His deeper commitment to Christ began in 1930, just after he graduated from Secondary (High) School. As a graduation present, he was allowed to pass his summer vacation with his Uncle Leopoldo and Aunt María, the Duke and Duchess of Maqueda, at their residence near Avila. It marked the beginning of a fruitful spiritual friendship between the nephew and his Uncle and Aunt. At their encouragement, Rafael made his first contact with the Trappist monastery of San Isidoro de Dueñas. It was September 1930. He was seduced by the silent beauty of the monastery and bewitched by the soaring melodies of the Salve Regina at Compline. Three years later, after finishing his architectural studies, he entered as a postulant, then became a novice, convinced that this was his true vocation. He brought nothing with him except “a heart full of joy and the love of God.”

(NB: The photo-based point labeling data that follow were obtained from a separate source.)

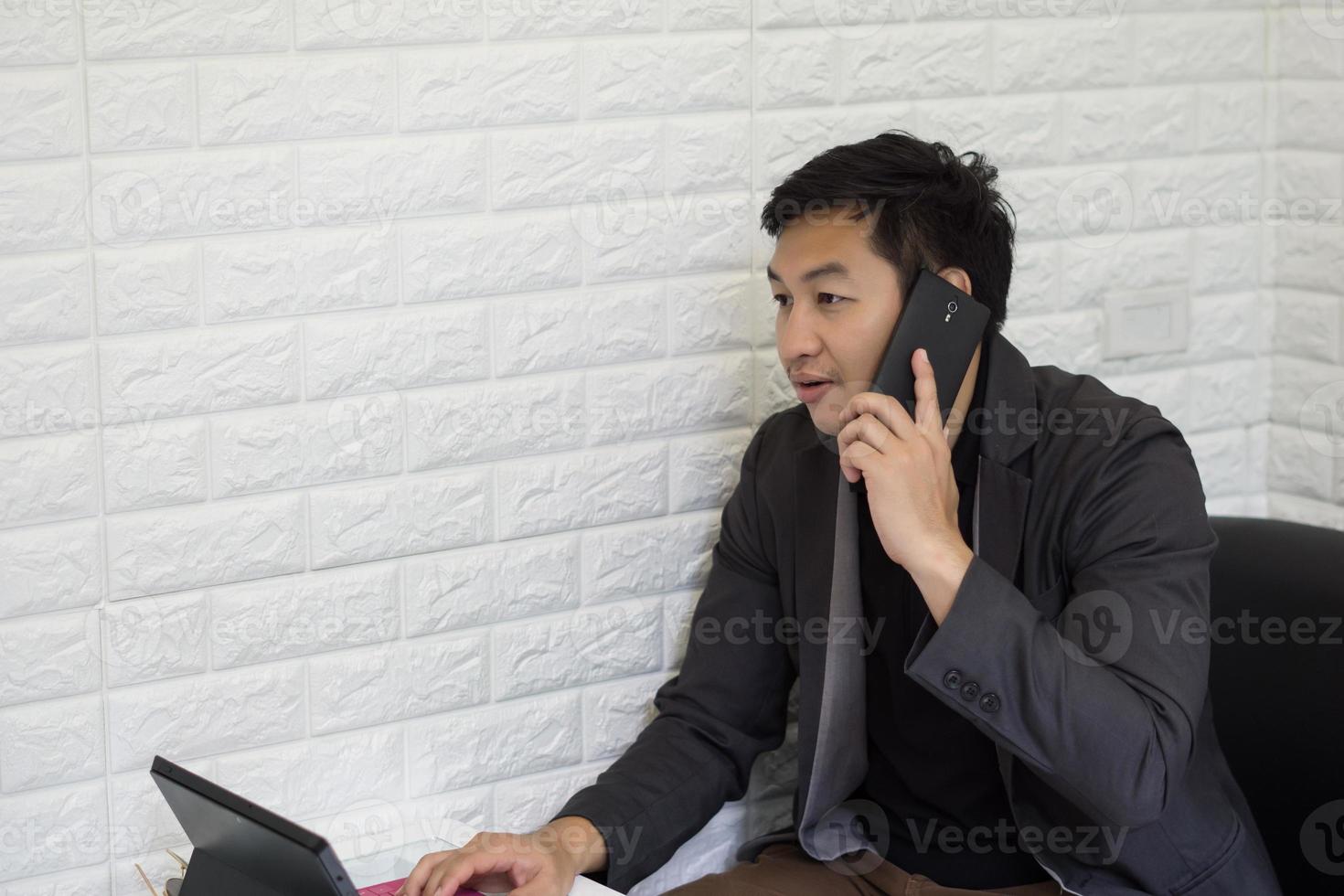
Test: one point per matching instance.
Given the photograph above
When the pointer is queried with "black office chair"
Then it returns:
(1278, 709)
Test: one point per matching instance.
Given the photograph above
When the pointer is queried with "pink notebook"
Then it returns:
(390, 887)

From that moment on, Rafael’s personal odyssey runs at high speed, for he will live only four more years. The precipitating factor is a violent case of saccharin diabetes which appears four months after his entering the monastery. The saddened, perplexed novice is forced to rest at home for a few months then return to the monastery, which he does three successive times from 1935 through 1937, at the height of the Spanish Civil War. Rafael is called into the Nationalist Army but is declared unfit for active duty. On his final return to the monastery he is obliged to enter as an oblate, taking the last place and living on the margin of the community, but God’s Providence uses this to show Rafael’s intense vocational commitment and the generosity of his gift of self. He passed away in the monastery’s infirmary at the age of 27, on 26 April 1938.
Despite the short time frame of his monastic experience, Rafael embodies the Cistercian grace in a remarkably pure and intense way. It is a mystery of detachment. From beginning to end he let himself be led through a series of bewildering contradictions and perplexities – sickness, war, inability to pronounce his vows, abnormal community relations – until he totally renounces himself, his self-will and his good, but limited, human ideals. Humiliation is his constant companion until he reaches the true life of the vows, which lies on the other side of death. Rafael’s God, his Christ, is not the object of study but the Companion of a transcendental lived experience of absolute Love. His one desire was to live in order to love: love Jesus, love Mary, love the Cross, love his Trappist monastery. This is the outstanding characteristic of his personal spirituality. He is “a crazy Trappist, crazed by the love of God:… God alone!”
Rafael was proclaimed as a model for the youth of today by Pope John Paul II. He was beatified in 1992 and canonized on October 11, 2009.